Agency won't treat land as wilds until Congress says so

WASHINGTON — Enforcing a Utah court settlement nationwide, the Bureau of Land Management halted Monday treating any land as if it were formal wilderness — unless Congress has actually given it that status or made it a formal wilderness study area.

That move was feared, but expected, for months by environmental groups. They contend that millions more wild acres in Utah and the West need special BLM safeguards to prevent development and allow future wilderness designation.

But BLM Deputy Director Jim Hughes — who issued the order — told the Deseret Morning News that new rules follow the law and end what had been illegal rules by the Clinton administration that gave unfair emphasis to protecting wilderness values in the land-planning process.

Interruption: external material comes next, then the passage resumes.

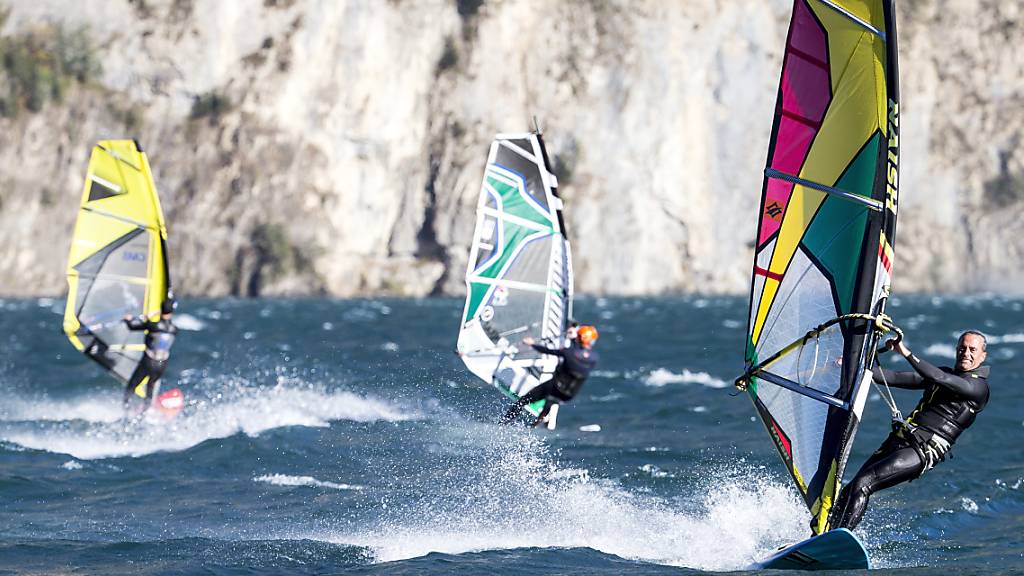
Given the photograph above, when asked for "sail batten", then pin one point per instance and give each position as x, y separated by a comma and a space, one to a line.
849, 196
822, 251
518, 277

"The process was tilted too much toward wilderness values. It appeared to many that it administratively created WSAs (wilderness study areas)," he said. "Now we have a level playing field for all of the multiple land use values that we consider."

Environmental groups, such as the Coalition for America's Wilderness, said Thursday evening they were studying the new BLM orders before responding.

The BLM agreed to take such action last April to settle a lawsuit by Utah challenging the Clinton rules. The new rules issued Monday affect not just Utah but the nation.

That is one reason environmental groups dislike Utah Gov. Mike Lea-

vitt — who instigated the lawsuit — and oppose his nomination to head the Environmental Protection Agency. The new orders come just before the Senate Environment and Public Works Committee is scheduled to vote on Leavitt's nomination Wednesday.

Utah has 3.2 million acres of formal WSA's created by Congress on BLM land. However, environmental groups have proposed a total of 9 million acres as Utah wilderness. The BLM, under Clinton rules, started banning motor vehicles and any "impairment" to wilderness values there.

Utah, the Utah Association of Counties and the School and Institutional Trust Lands Administration had filed a lawsuit arguing the BLM overstepped its authority, and Bush administration lawyers at the BLM agreed in April.

The BLM ordered Monday that land-use plans completed after April 14 "will not designate any new WSAs nor manage any additional lands under the . . . non-impairment standard."

However, it said the BLM "may continue to inventory public lands for resources or other values, including wilderness characteristics, as a part of managing the public lands and land-use planning."

Also, environmental groups — or any other interests — may petition for changes in current land-use plans with new information, such as their own land inventories. However, existing plans remain in effect until the review process concludes.

"BLM will not manage those lands (being reviewed) . . . as if they are or may become congressionally designated wilderness areas, but through the planning process BLM may manage them using special protections to protect wilderness characteristics," the order said.

Hughes said the rules allow a wide spectrum of possible use decisions.

"First, other multiple uses could be found to outweigh wilderness characteristics," and plans would then allow such things as development, mining or off-road vehicle use, he said.

"Second, it might emphasize the other uses but still give special protections to mitigate the impacts on wilderness characteristics. Third, it might emphasize wilderness over the other values. . . . It's not limited to those three possibilities. Any mixture along that spectrum is possible."

Hughes added that the BLM is currently developing 65 land use plans at various BLM areas nationally and expects to begin another 15 this year. He said others may come as affected groups seek them and bring in new information.